Pretender que desde una oficina ubicada en el centro de Lima se aborde un escenario de alta conflictividad es carecer de capacidad de gestión. Buscar que los ministros atiendan 159 conflictos, cuando tienen mucho que ver con las causas políticas, y que además acudan cuando hay víctimas mortales, es simplemente reprochable. La impericia para abordar esta situación es alarmante por una sencilla razón: desconocimiento de los territorios y arrogancia centralista. Empecemos por saber que las mesas de diálogo o supuesta fase final del conflicto son el comienzo para desentrañar las causas que llevaron al descontento de una población; los meses y a veces años de desatención de derechos básicos, una vez que algunos llegan quizás a entender ese punto, finalmente pueden empezar a comprender el estallido del conflicto, protestas masivas, cierre de carreteras, enfrentamientos con las fuerzas policiales y el resultado de pérdidas de vidas (costo necesario que permite sentarte en una mesa frente al gobierno). Sin embargo, de llegar a ese punto ninguna autoridad parece preguntarse ¿Por qué en diversas regiones de un país una gran masa crítica levanta su voz de protest; qué de común tienen esos escenarios?, ¿Existe un poder central que trata de imponer un modelo único de desarrollo a través de diversos proyectos sin escuchar a los supuestos beneficiarios?, ¿Cómo puedo yo, autoridad, ser mediador para poder poner paños fríos a un problema que en parte he ocasionado?

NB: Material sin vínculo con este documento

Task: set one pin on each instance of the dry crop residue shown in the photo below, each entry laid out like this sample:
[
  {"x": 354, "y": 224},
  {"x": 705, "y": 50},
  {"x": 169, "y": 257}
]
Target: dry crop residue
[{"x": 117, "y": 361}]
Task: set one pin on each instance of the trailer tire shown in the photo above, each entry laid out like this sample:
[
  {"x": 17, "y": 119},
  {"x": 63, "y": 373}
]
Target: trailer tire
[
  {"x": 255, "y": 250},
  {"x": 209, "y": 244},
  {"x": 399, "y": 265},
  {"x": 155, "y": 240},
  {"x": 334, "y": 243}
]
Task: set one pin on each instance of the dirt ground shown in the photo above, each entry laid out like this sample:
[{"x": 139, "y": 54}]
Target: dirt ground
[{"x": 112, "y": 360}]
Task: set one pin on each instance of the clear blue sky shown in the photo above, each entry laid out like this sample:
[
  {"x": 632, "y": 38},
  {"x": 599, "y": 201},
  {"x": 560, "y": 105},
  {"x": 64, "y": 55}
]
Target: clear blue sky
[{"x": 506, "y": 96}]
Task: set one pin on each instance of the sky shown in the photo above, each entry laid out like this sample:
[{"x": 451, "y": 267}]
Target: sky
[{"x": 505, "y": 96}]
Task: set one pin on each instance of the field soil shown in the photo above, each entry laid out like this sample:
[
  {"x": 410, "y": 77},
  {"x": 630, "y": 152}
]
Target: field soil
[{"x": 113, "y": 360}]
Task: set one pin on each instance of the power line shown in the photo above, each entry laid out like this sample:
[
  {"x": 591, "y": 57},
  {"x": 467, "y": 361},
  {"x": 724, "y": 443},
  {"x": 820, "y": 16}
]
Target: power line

Vayamos al caso de Pichanaki, que además trae “nuevos” ingredientes en tanto que no es un conflicto entre actividades extractivas y pueblos indígenas propiamente dicho. Para eso solo hay que remitirse a los pronunciamientos de organizaciones indígenas regionales (ARPI SC y CONAP). Ahí claramente deslindan su participación, a pesar de haber muchos ciudadanos indígenas en las protestas. Este conflicto hace referencia a una población andina en zona amazónica que rechaza las actividades extractivas porque se declara principalmente agrícola; a eso se agrega otras consecuencias de la ingobernabilidad en los territorios, como la tala ilegal, invasiones de tierras, conflictos de linderos, superposición de las actividades extractivas en tierras de pueblos indígenas e incluso corredores de narcotráfico. Ese caos territorial es consecuencia en gran parte de un ejercicio de poder desde el centro, a través de un pensamiento de modelo de desarrollo único impuesto por los sucesivos gobiernos en gran parte de nuestra República, sin interés para fortalecer el proceso de descentralización, sino -por el contrario- responsabilizarlo de la corrupción actual y buscar re-centralizar funciones a través de normas jurídicas (paquetazos) que bajo la justificación de reactivar la economía están desmantelando lo poco avanzado en políticas públicas y derechos humanos adquiridos.

Para entender este escenario de alta conflictividad hay que vivir en Pichanaki, y si eso no es posible hay que recurrir a diferentes actores que trabajan en el territorio; algo que no hicieron los ministros que visitaron Pichanaki. Para solucionar este escenario hay que empoderar a los mismos actores que viven en el territorio. Sin embargo, a esa desidia mostrada por las autoridades hay que agregar el reduccionismo de una cúpula gubernamental para simplificar los hechos y decir que es obra de azuzadores y como nuestros medios de comunicación carecen de independencia y obedecen a intereses patrimonialistas, pues propalan el mismo mensaje tendencioso. El resultado seguirá siendo el mismo, hasta que ya no solo sea el estallido de un conflicto sino de varios en un mismo tiempo, eso lamentablemente quizá traiga por la fuerza más que por el entendimiento el fracaso de un Estado centralista que ejerce el poder con un pensamiento único, el de un modelo de desarrollo que no necesita de ciudadanos ni ciudadanas que interpelen al Estado, ni propongan alternativas distintas.